12-29-2011, 06:50 PM
I was thinking about this earlier, and I'm not quite sure how its done, or what the thought process behind it is, but...

If you have a bidirectional relationship, such as facebook friends, whats the mindset behind creating the table to represent that? My initial thought was a table with basically userID and friendID, where both are foreign keys pointing to a user table. But then I realized if you did that, you'd either have to create two entries representing the relationship in both directions, which would be redundant data, or you'd have to write the query to search both columns.

Is there another technique I don't know of? Am I on the right path? Is there another reasoning I don't know?

12-29-2011, 08:04 PM
I believe one thing I saw a forum do in their MySQL structure is have a "friendid" column that contains a list of user ids that are friends of the user (separated by some deliminator, such as "," or " "). You would just load the user row, get the entry, split the list of ids, and do whatever you want with them.

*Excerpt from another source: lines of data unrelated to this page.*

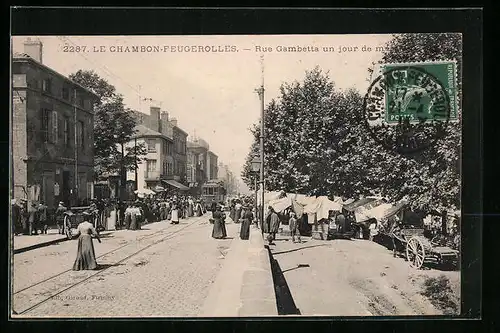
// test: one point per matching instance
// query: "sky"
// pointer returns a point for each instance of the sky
(211, 93)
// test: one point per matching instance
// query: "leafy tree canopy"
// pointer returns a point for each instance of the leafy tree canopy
(316, 142)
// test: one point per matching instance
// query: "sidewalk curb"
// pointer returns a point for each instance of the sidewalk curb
(258, 297)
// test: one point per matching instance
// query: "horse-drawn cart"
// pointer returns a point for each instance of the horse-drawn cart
(407, 233)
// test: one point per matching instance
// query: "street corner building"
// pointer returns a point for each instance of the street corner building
(166, 161)
(52, 121)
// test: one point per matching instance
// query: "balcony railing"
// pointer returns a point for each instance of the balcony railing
(152, 175)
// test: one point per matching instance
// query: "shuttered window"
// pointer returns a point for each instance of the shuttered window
(55, 127)
(45, 125)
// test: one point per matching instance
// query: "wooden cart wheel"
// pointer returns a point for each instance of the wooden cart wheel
(415, 252)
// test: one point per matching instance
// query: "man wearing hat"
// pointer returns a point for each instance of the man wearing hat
(61, 209)
(294, 230)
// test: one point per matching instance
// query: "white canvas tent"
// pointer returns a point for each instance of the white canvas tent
(144, 191)
(280, 205)
(322, 206)
(378, 212)
(269, 196)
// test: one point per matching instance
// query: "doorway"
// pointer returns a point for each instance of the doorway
(65, 193)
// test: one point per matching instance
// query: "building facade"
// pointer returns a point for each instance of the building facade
(180, 153)
(158, 130)
(52, 133)
(158, 164)
(212, 166)
(228, 178)
(197, 163)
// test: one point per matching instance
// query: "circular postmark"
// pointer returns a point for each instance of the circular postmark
(407, 108)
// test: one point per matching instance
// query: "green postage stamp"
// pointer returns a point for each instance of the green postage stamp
(420, 92)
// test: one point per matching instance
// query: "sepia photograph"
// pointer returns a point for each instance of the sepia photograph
(205, 176)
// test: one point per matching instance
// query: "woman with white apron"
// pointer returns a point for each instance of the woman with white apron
(174, 214)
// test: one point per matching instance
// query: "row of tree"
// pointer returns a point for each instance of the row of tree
(316, 142)
(114, 125)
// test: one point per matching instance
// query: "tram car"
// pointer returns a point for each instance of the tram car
(214, 190)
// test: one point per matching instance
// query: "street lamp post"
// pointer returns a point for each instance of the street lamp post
(262, 106)
(256, 164)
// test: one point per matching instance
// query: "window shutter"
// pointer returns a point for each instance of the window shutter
(55, 123)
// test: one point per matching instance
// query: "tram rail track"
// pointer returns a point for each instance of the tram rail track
(58, 290)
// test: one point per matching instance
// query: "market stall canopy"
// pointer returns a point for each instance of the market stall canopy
(159, 189)
(360, 212)
(353, 205)
(144, 191)
(297, 208)
(348, 201)
(379, 212)
(176, 184)
(280, 205)
(322, 206)
(269, 196)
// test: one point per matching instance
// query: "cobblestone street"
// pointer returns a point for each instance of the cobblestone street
(161, 270)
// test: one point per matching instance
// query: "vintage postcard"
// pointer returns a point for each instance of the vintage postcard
(235, 175)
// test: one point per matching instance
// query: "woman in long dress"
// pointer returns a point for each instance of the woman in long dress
(274, 224)
(174, 219)
(245, 223)
(190, 207)
(238, 212)
(219, 229)
(232, 212)
(85, 256)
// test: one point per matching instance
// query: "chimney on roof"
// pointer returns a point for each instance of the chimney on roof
(164, 115)
(33, 48)
(155, 118)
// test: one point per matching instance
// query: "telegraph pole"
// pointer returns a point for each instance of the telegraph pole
(76, 148)
(262, 104)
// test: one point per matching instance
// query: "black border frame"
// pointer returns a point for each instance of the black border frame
(128, 21)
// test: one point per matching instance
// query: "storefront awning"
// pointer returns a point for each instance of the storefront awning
(176, 184)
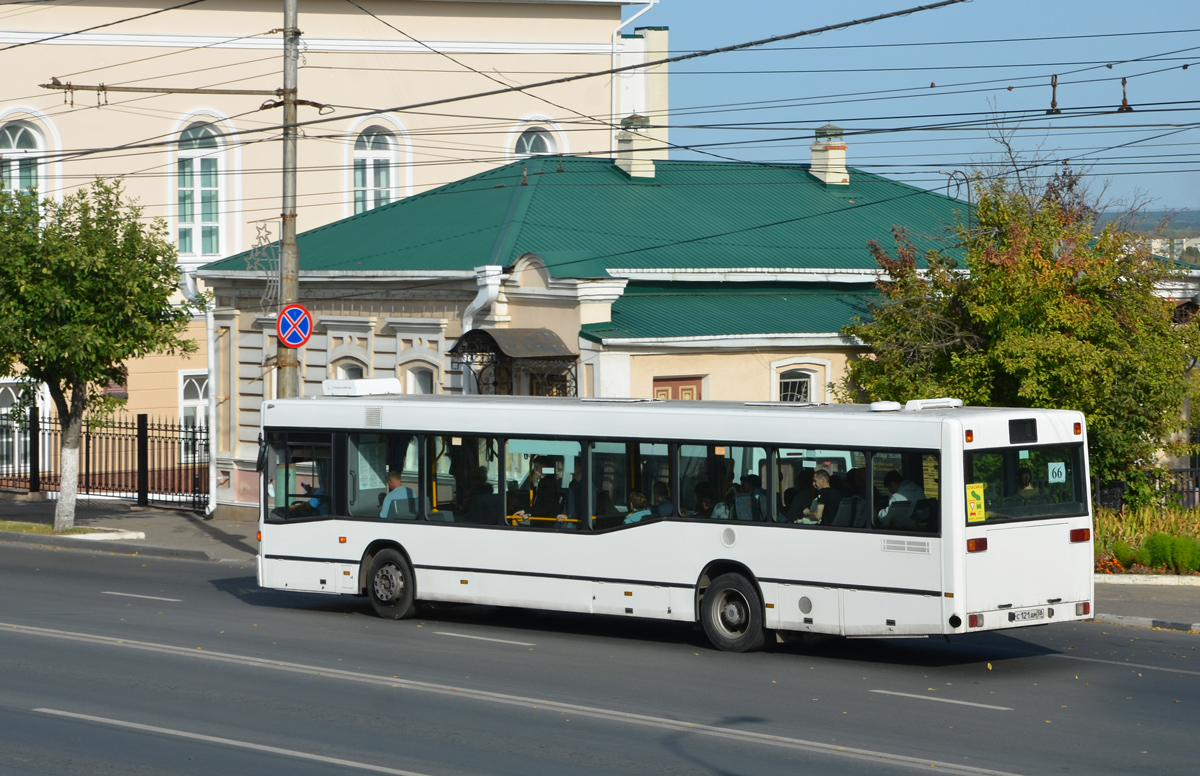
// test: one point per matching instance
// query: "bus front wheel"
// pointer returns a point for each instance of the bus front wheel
(732, 614)
(391, 587)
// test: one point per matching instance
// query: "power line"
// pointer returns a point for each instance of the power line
(99, 26)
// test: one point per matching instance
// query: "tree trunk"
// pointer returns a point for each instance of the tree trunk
(72, 428)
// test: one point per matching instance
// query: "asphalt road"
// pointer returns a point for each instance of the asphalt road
(119, 665)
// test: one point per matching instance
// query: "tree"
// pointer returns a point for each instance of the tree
(1049, 310)
(85, 284)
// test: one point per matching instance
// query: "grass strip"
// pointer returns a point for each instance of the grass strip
(40, 528)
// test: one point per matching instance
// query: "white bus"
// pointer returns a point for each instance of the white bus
(936, 518)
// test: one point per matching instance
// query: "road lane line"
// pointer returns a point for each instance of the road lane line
(484, 638)
(245, 745)
(961, 703)
(132, 595)
(1125, 665)
(612, 715)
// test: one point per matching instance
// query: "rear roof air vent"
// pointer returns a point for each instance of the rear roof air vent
(917, 404)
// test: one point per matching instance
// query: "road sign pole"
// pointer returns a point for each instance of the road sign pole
(289, 254)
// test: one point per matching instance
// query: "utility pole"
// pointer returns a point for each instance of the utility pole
(289, 254)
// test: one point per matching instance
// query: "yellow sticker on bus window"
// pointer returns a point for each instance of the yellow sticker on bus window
(975, 503)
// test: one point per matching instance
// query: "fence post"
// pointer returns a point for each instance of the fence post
(143, 459)
(35, 451)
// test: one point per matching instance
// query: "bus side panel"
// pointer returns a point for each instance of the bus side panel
(305, 576)
(808, 608)
(492, 589)
(875, 613)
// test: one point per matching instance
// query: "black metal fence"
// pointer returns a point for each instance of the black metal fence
(1181, 487)
(165, 462)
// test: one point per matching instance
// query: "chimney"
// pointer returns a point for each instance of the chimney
(829, 156)
(633, 145)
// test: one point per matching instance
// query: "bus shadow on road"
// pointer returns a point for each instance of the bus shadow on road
(929, 653)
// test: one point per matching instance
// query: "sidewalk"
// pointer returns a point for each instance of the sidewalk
(168, 533)
(1120, 600)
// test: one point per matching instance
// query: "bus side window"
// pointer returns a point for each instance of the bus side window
(907, 492)
(463, 480)
(544, 481)
(724, 482)
(303, 480)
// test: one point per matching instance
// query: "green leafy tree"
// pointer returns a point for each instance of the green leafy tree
(1048, 310)
(85, 284)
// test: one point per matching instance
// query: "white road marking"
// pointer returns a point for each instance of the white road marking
(1125, 665)
(612, 715)
(245, 745)
(132, 595)
(961, 703)
(484, 638)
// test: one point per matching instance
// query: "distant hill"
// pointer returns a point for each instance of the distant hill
(1185, 223)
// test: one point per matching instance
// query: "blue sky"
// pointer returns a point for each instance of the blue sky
(1159, 157)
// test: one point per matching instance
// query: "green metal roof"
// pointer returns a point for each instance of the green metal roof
(585, 216)
(714, 310)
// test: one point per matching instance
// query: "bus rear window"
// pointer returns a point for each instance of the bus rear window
(1018, 483)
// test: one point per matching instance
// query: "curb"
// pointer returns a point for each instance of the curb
(1155, 579)
(123, 548)
(1146, 621)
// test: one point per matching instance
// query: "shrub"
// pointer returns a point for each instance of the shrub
(1123, 553)
(1156, 551)
(1185, 554)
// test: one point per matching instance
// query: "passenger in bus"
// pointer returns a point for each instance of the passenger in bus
(901, 491)
(605, 505)
(547, 500)
(825, 505)
(576, 497)
(639, 507)
(1025, 483)
(400, 501)
(663, 504)
(748, 504)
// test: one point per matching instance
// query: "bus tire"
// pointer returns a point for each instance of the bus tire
(391, 585)
(732, 614)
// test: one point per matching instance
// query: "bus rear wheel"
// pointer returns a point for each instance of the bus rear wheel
(732, 614)
(391, 587)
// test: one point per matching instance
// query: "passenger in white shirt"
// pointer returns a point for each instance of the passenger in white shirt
(901, 491)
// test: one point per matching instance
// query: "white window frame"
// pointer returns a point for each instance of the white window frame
(402, 155)
(371, 160)
(539, 124)
(196, 223)
(13, 157)
(819, 376)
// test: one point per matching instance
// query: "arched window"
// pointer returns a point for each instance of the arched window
(534, 142)
(375, 156)
(796, 385)
(199, 191)
(349, 370)
(19, 148)
(420, 382)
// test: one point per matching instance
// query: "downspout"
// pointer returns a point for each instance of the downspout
(192, 293)
(489, 278)
(615, 120)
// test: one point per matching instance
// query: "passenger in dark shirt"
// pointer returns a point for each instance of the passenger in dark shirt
(825, 506)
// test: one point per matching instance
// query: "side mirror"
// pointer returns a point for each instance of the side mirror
(262, 455)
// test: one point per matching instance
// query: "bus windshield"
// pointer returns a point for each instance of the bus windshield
(1020, 483)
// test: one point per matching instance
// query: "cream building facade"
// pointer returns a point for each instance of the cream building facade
(209, 163)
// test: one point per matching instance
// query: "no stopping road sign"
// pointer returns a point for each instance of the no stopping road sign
(294, 325)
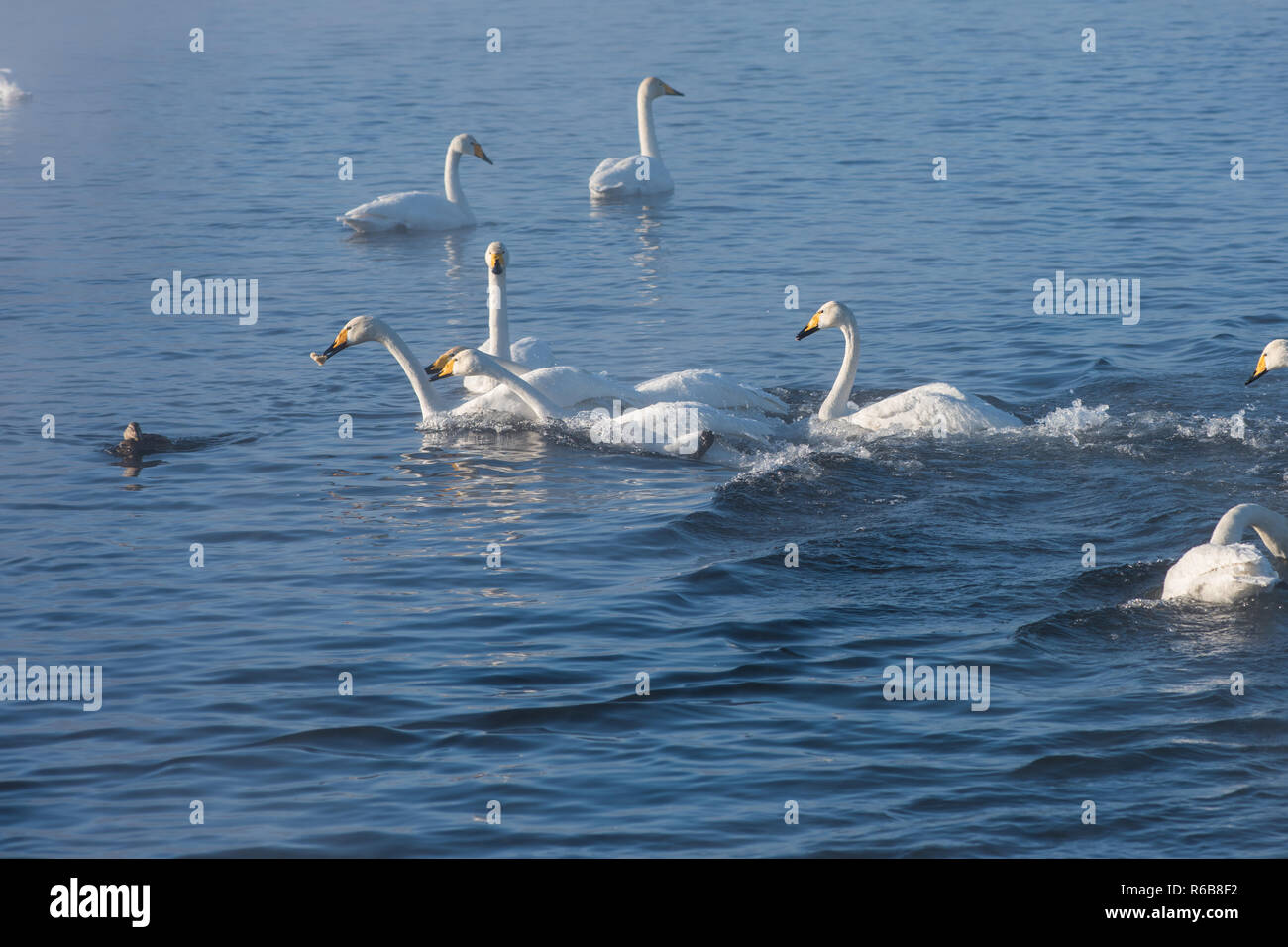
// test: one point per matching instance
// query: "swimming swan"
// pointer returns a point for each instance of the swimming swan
(9, 90)
(561, 384)
(1273, 356)
(464, 363)
(528, 351)
(420, 210)
(362, 329)
(622, 176)
(1225, 570)
(936, 407)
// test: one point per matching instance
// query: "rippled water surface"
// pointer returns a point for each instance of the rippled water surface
(516, 684)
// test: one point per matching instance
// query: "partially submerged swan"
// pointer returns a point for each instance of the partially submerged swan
(559, 384)
(420, 210)
(936, 408)
(643, 172)
(1224, 570)
(1273, 356)
(134, 444)
(528, 352)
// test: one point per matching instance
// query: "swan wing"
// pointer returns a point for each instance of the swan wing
(932, 408)
(411, 210)
(1220, 574)
(619, 176)
(711, 388)
(532, 352)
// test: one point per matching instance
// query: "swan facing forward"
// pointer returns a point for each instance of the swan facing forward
(9, 90)
(420, 210)
(527, 352)
(643, 172)
(936, 408)
(1273, 356)
(1224, 570)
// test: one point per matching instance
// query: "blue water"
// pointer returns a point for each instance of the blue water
(516, 684)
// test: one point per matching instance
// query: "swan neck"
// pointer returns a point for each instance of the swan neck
(1271, 527)
(430, 403)
(452, 176)
(837, 399)
(648, 137)
(497, 324)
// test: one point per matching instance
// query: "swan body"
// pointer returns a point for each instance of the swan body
(709, 388)
(420, 210)
(935, 408)
(1273, 356)
(526, 354)
(644, 172)
(1224, 570)
(9, 90)
(459, 363)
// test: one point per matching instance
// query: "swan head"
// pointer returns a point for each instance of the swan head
(828, 316)
(458, 363)
(357, 330)
(467, 144)
(655, 88)
(497, 258)
(1273, 356)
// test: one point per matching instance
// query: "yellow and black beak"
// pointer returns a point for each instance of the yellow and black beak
(1261, 369)
(342, 342)
(438, 373)
(809, 329)
(442, 367)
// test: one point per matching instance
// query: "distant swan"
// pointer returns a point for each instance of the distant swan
(9, 90)
(622, 176)
(1225, 570)
(463, 363)
(528, 351)
(1273, 356)
(936, 407)
(420, 210)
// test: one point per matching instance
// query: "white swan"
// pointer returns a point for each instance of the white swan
(362, 329)
(1273, 356)
(1225, 570)
(9, 90)
(938, 408)
(643, 172)
(420, 210)
(709, 388)
(562, 385)
(527, 352)
(679, 438)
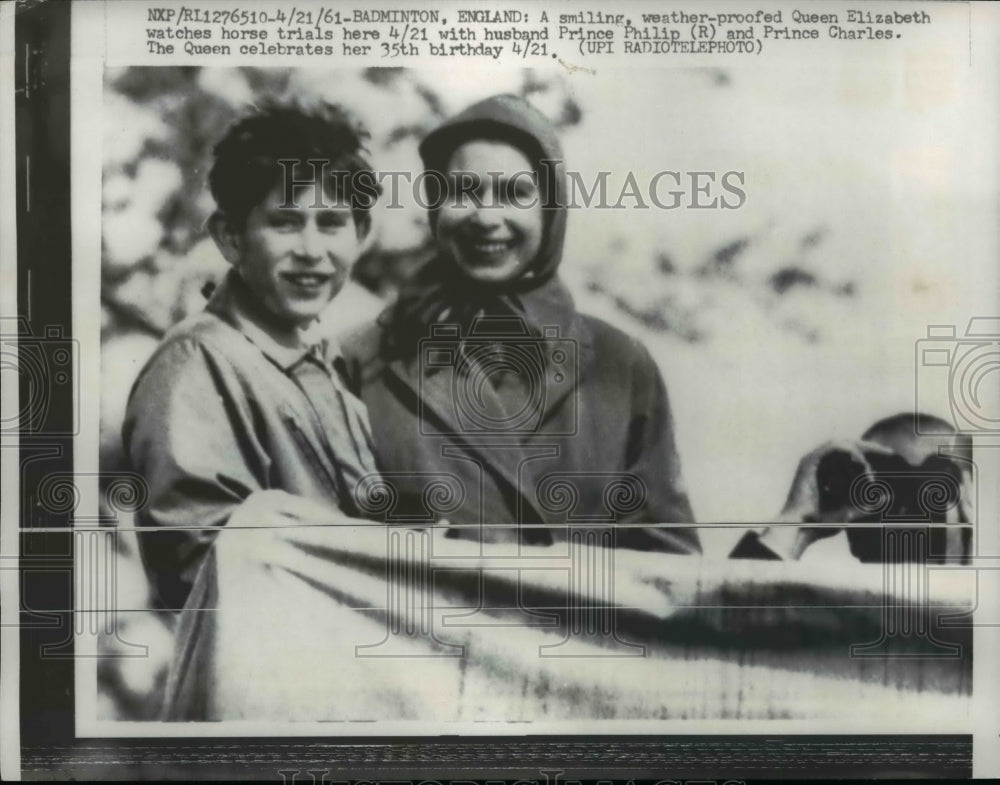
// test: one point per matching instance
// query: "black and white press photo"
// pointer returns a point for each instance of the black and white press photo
(534, 371)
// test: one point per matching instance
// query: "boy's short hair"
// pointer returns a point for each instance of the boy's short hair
(247, 159)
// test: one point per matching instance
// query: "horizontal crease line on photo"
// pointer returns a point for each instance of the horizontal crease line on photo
(364, 523)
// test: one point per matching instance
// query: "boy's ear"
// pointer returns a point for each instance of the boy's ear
(226, 236)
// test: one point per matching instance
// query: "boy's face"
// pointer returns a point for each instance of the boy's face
(497, 237)
(297, 258)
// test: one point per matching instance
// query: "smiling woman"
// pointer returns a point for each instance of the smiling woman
(495, 234)
(484, 371)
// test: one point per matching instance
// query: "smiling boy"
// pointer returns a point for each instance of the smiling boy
(236, 402)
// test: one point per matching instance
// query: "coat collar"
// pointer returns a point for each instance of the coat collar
(234, 303)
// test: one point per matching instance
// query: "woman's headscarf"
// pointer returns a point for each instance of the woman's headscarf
(441, 291)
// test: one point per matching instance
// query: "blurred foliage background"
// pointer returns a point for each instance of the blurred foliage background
(778, 325)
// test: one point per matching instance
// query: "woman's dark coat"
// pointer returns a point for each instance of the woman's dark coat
(580, 436)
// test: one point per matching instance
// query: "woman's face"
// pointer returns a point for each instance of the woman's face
(492, 222)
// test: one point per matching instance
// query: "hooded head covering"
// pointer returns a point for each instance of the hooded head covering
(441, 291)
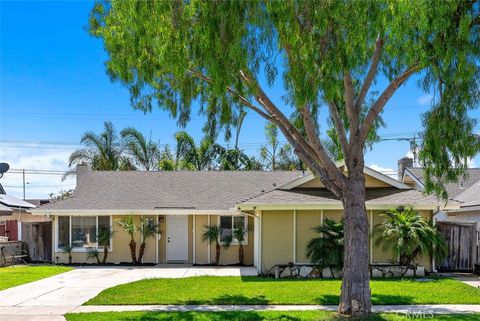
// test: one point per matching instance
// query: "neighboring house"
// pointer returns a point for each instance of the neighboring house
(457, 224)
(13, 211)
(281, 208)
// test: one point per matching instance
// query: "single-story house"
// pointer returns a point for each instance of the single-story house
(461, 224)
(14, 211)
(280, 207)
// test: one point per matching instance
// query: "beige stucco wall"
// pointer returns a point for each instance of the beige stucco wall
(121, 252)
(306, 220)
(277, 236)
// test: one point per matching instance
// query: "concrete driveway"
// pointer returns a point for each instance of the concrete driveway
(50, 298)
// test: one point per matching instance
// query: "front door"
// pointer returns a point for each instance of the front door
(177, 238)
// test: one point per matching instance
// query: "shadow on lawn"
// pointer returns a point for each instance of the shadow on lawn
(377, 299)
(210, 316)
(233, 299)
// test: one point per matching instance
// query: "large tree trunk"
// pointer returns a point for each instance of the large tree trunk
(355, 296)
(142, 251)
(105, 254)
(133, 250)
(217, 253)
(240, 253)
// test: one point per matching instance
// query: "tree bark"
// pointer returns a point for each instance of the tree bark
(133, 250)
(105, 254)
(141, 252)
(355, 294)
(217, 253)
(240, 253)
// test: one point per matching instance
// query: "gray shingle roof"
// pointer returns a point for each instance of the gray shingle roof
(323, 196)
(453, 189)
(202, 190)
(471, 196)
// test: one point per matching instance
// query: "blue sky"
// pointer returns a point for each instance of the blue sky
(53, 87)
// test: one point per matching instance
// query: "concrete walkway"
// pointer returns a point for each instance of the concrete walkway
(59, 294)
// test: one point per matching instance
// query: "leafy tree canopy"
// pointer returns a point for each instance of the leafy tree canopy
(173, 53)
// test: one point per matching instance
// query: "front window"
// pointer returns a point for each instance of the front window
(80, 232)
(227, 226)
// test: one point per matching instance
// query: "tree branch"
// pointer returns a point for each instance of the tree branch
(371, 73)
(318, 146)
(352, 113)
(339, 128)
(242, 99)
(382, 100)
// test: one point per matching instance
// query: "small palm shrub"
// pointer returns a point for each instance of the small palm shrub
(127, 224)
(148, 228)
(409, 235)
(211, 233)
(93, 254)
(239, 233)
(103, 238)
(68, 249)
(326, 250)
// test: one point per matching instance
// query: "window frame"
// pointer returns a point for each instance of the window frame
(234, 240)
(81, 249)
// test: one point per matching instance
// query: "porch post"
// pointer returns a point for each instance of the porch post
(156, 243)
(194, 241)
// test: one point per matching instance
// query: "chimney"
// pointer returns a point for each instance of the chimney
(402, 164)
(81, 170)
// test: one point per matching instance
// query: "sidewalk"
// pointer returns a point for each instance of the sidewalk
(21, 313)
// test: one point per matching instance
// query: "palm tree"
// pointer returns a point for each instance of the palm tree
(167, 161)
(327, 249)
(148, 228)
(193, 157)
(211, 233)
(239, 232)
(145, 154)
(409, 235)
(102, 151)
(127, 224)
(103, 238)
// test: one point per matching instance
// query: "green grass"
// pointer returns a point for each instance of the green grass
(253, 290)
(254, 316)
(16, 275)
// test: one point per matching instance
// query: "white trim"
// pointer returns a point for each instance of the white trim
(338, 206)
(134, 212)
(55, 247)
(194, 242)
(157, 240)
(256, 241)
(209, 245)
(260, 244)
(294, 236)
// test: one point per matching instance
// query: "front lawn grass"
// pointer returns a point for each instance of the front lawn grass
(254, 290)
(254, 316)
(11, 276)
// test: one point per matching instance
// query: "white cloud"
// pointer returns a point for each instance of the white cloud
(38, 185)
(471, 163)
(425, 100)
(384, 170)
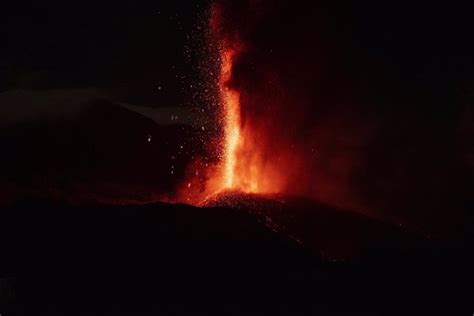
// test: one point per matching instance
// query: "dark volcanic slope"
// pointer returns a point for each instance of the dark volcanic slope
(180, 260)
(336, 234)
(104, 151)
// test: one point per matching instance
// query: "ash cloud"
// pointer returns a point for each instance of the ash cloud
(360, 104)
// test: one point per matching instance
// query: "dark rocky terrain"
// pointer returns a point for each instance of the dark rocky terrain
(168, 259)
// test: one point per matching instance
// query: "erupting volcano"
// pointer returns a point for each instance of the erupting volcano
(242, 167)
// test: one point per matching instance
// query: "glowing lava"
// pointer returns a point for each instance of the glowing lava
(231, 111)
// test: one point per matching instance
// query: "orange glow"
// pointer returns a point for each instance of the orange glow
(243, 167)
(231, 112)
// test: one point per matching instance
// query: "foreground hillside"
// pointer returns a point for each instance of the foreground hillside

Of course, this isn't literally bidirectional (as your solution isn't either), but you can make it seem bidirectional by making sure each added friend has the user's id in their "friendid" column.

Old Pedant
12-29-2011, 08:48 PM
Oh, PLEASE do not even *THINK* of using Apothem's "solution"!!!

That's the worst advice you could get.

Sorry, but true. *NEVER* store a delimited list in a single field in *ANY* relational database.

Just for starters (and I mean that), how would you then use SQL to answer a simple question such as "How many users have 'John Doe' in their FRIENDS list?"

Oh, you can code it, but it will be a really ugly query and it will be slow, as there is no way to take advantage of any indexing.

But now give a shot at coding "How many users have 'John Doe' in their FRIENDS list and, in addition, have at least 4 other friends in common?"

We'll wait for you to give us an answer sometime in 2013.


Old Pedant
12-29-2011, 08:57 PM
The right answer is the usual one: NORMALIZATION.

A simple MANY-TO-MANY table:

CREATE TABLE friends (
userid INT REFERENCES users(userid),
friendid INT REFERENCES users(userid),
PRIMARY KEY (userid,friendid)

Whether you store "John is a friend of Mary" as one row in that table or as two (that is, so you also have "Mary is a friend of John") is up to you. The extra space needed is miniscule (8 bytes or so, per friend link) and it does simplify queries. But it's really no big deal to join to the friends table via both fields:

SELECT username
FROM users, friends
WHERE users.userid IN ( friends.userid, friends.friendid )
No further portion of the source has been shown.